После этого вопроса им обоим выяснилось, что говорить, оказывается, невероятно легко. Слова сами приходят, и не беда, если они не приходят, – молчать тоже легко! Так началось их знакомство, и вот нынче к чему оно пришло.
Одна слезинка звездчатым блеском засияла на ее щеке. Варя сбросила ее, сказала: «чепуха», и пошла умываться. Лопнувшие часы показывали шесть, только на несколько секунд не совпадая с гудком.
5
В воскресенье предвиделось хорошее гулянье. Дневные облака порассеялись. Появились первые парочки…
Он и она пошли сначала по большой, усыпанной гравием аллее, но, дойдя до узенькой тропинки, ведшей в заросли вяза и высокой, иногда полуторааршинной полыни, свернули туда. Так они достигли старого тополя, почти не говоря ни слова. Ни разу ни он, ни она не засмеялись, не улыбнулись.

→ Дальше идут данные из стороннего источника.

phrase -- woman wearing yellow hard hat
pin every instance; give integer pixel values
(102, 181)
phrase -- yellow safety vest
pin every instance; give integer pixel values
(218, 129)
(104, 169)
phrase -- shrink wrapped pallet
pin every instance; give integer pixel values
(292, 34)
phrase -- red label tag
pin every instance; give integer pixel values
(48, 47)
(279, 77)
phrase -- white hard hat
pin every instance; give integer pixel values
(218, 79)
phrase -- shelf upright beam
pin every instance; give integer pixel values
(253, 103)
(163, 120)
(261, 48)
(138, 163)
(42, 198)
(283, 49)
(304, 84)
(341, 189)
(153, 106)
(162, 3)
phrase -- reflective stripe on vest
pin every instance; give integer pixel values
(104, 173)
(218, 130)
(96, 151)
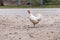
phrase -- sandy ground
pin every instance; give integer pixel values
(16, 27)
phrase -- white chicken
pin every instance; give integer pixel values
(33, 18)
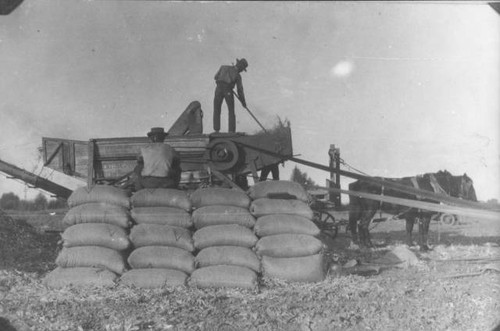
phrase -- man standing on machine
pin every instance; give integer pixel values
(226, 78)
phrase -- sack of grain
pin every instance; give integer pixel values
(277, 188)
(161, 197)
(161, 235)
(96, 234)
(219, 196)
(264, 206)
(283, 223)
(224, 276)
(220, 214)
(91, 256)
(98, 213)
(99, 193)
(224, 235)
(162, 215)
(228, 255)
(288, 245)
(80, 277)
(153, 278)
(310, 268)
(162, 257)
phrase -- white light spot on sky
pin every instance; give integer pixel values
(342, 69)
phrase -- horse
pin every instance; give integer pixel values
(362, 210)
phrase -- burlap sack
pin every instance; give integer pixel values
(99, 193)
(283, 223)
(153, 278)
(219, 196)
(224, 276)
(296, 269)
(161, 197)
(98, 213)
(162, 215)
(224, 235)
(162, 257)
(288, 245)
(91, 256)
(228, 255)
(220, 214)
(161, 235)
(96, 234)
(268, 189)
(80, 277)
(264, 206)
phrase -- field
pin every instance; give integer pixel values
(455, 286)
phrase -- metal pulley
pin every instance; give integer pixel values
(222, 154)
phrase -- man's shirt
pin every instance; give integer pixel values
(158, 159)
(230, 76)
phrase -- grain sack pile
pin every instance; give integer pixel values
(287, 244)
(224, 240)
(95, 240)
(162, 242)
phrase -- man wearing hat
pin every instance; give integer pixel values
(226, 78)
(158, 164)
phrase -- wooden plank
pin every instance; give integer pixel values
(91, 163)
(379, 181)
(457, 210)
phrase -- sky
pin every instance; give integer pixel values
(401, 88)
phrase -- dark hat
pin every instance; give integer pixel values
(157, 131)
(243, 64)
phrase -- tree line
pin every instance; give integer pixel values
(10, 201)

Мимо, по тропинке, промчалась веснушчатая девочка, остриженная под машинку, со встопорщенными, выгоревшими на солнце волосами. Ее, запыхавшись, преследовала другая, и эта другая кивнула сидящим. Но ни словом, ни жестом они не выказали, что заметили ее кивок.
Далеко в парке три или четыре девических голоса, не совсем в лад, пели входивший в моду романс, где самыми плоскими словами говорилось о вечной силе любви. Кто-то еще прошел мимо, взглянув на них с откровенным любопытством.
Тогда он и она пересели, и куда! – на землю, прямо под старый тополь, плечо к плечу, облокачиваясь о широкий, покрытый изуродованной корой ствол. Неподалеку раз двадцать кукушка произнесла: ку-ку, ку-ку. В Желсобе налаживали электролу, слышалось начало марша «Под двуглавым орлом», переименованного нынешней администрацией в «Красное знамя».
Она, не поворачиваясь к нему, вдруг заплакала – очень тихо, очень горько.
Секунд через двадцать совсем близко от железнодорожного собрания, под старым тополем, прозвучало два револьверных выстрела…
Скоро под тополем собралась большая толпа. Он стоял высокий, раскидистый, неподвижный, – только его верхние, любующиеся небом ветки иногда тихо и как-то тревожно вздрагивали. От испуга у всех людей были смущенные лица.
На левом боку лежала девушка, очень миниатюрная, но прекрасно сложенная. Молодой человек еще сидел, облокачиваясь о ее колени. У него был прострелен висок, – он хрипел и покачивался. Все знали, что это Лукошкин и Веснина.
Двое мужчин из толпы схватили Лукошкина за плечи и за ноги и понесли. «Доктора, доктора!» – завизжали женщины. Доктор, задыхаясь, уже спешил навстречу. Лукошкина внесли в амбулаторию. Шла кровь из обожженной трещины в кости, он содрогался, лицо земленело; но несколько женщин, проследовавших в амбулаторию, смотрели на него неприязненно, даже злобно, потому что Варя Веснина, убитая не кем иным, как Лукошкиным, валялась там, в парке, и ее до завершения следствия нельзя было трогать.